Le jazz continue d'évoluer, la section cuivres reste sa voix la plus distinctive et puissante. Le son d'une trompette qui s'envole sur un grand groupe, le grognement d'un trombone mu par piston, la base profonde d'un tuba pulse— ce sont les sons qui définissent le jazz et la musique du grand groupe, et ils continuent de résonner avec les auditoires du monde entier.

  • Les instruments Brass étaient au cœur de la naissance du jazz à la Nouvelle-Orléans, fournissant la voix principale dans les premiers ensembles. La cornet, la trompette, le trombone et le tuba offraient projection et flexibilité qui les rendaient idéales pour les défilés de rue et les salles de danse.

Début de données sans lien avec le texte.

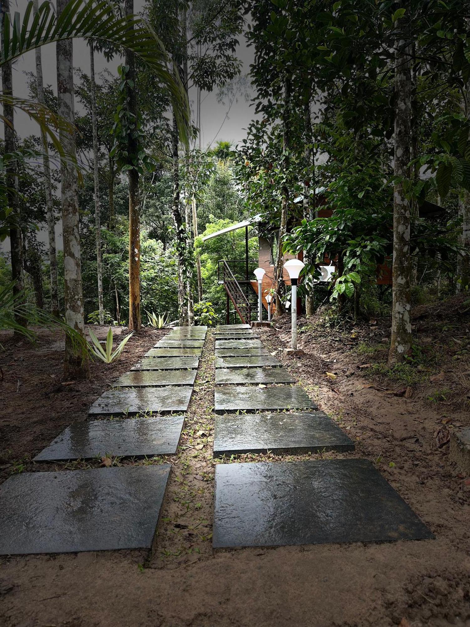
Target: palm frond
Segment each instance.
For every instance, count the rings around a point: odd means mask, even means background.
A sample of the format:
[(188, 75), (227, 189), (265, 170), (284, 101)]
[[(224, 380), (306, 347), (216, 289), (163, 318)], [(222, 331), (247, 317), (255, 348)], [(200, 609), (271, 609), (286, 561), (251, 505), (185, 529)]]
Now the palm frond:
[(90, 38), (126, 48), (149, 66), (169, 91), (182, 140), (187, 142), (189, 106), (178, 73), (172, 75), (171, 62), (161, 40), (149, 24), (135, 15), (117, 16), (108, 0), (70, 0), (58, 17), (49, 1), (37, 12), (29, 2), (23, 19), (16, 11), (4, 19), (0, 33), (0, 66), (39, 46), (74, 38)]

  • Des joueurs de pionisme comme Buddy Bolden, King Oliver et Louis Armstrong ont établi l'instrument en laiton comme le principal véhicule pour l'improvisation et l'expression du jazz. Leurs innovations en technique, en phrasé et en gamme émotionnelle ont établi la norme pour tous ceux qui ont suivi.
  • L'expansion de la section de laiton en grandes bandes a permis des harmonies complexes, une dynamique dramatique et des effets d'ensemble puissants. Des arrangeurs comme Fletcher Henderson, Duke Ellington et le comte Basie ont utilisé la section de laiton pour créer le son de signature de l'ère de la balançoire.
  • Les techniques et innovations technologiques ont élargi les possibilités timbrales et expressives des instruments en laiton. L'utilisation de pistons, de mèches droites et de mèches en coupe a donné aux joueurs de cuivre une qualité vocale qui est devenue centrale à l'expression jazz.
  • L'héritage du cuivre dans le jazz continue d'inspirer les musiciens à travers les genres. Du bebop aux grands groupes contemporains, la tradition du laiton demeure une partie vitale et évolutive du paysage jazz.

La compréhension du rôle des instruments de cuivre dans la naissance du jazz et de la musique du grand groupe approfondit l'appréciation de ces traditions dynamiques et de l'art des musiciens qui les ont créées. Le son du laiton est le son du jazz lui-même : audacieux, expressif, inventif sans fin et profondément humain.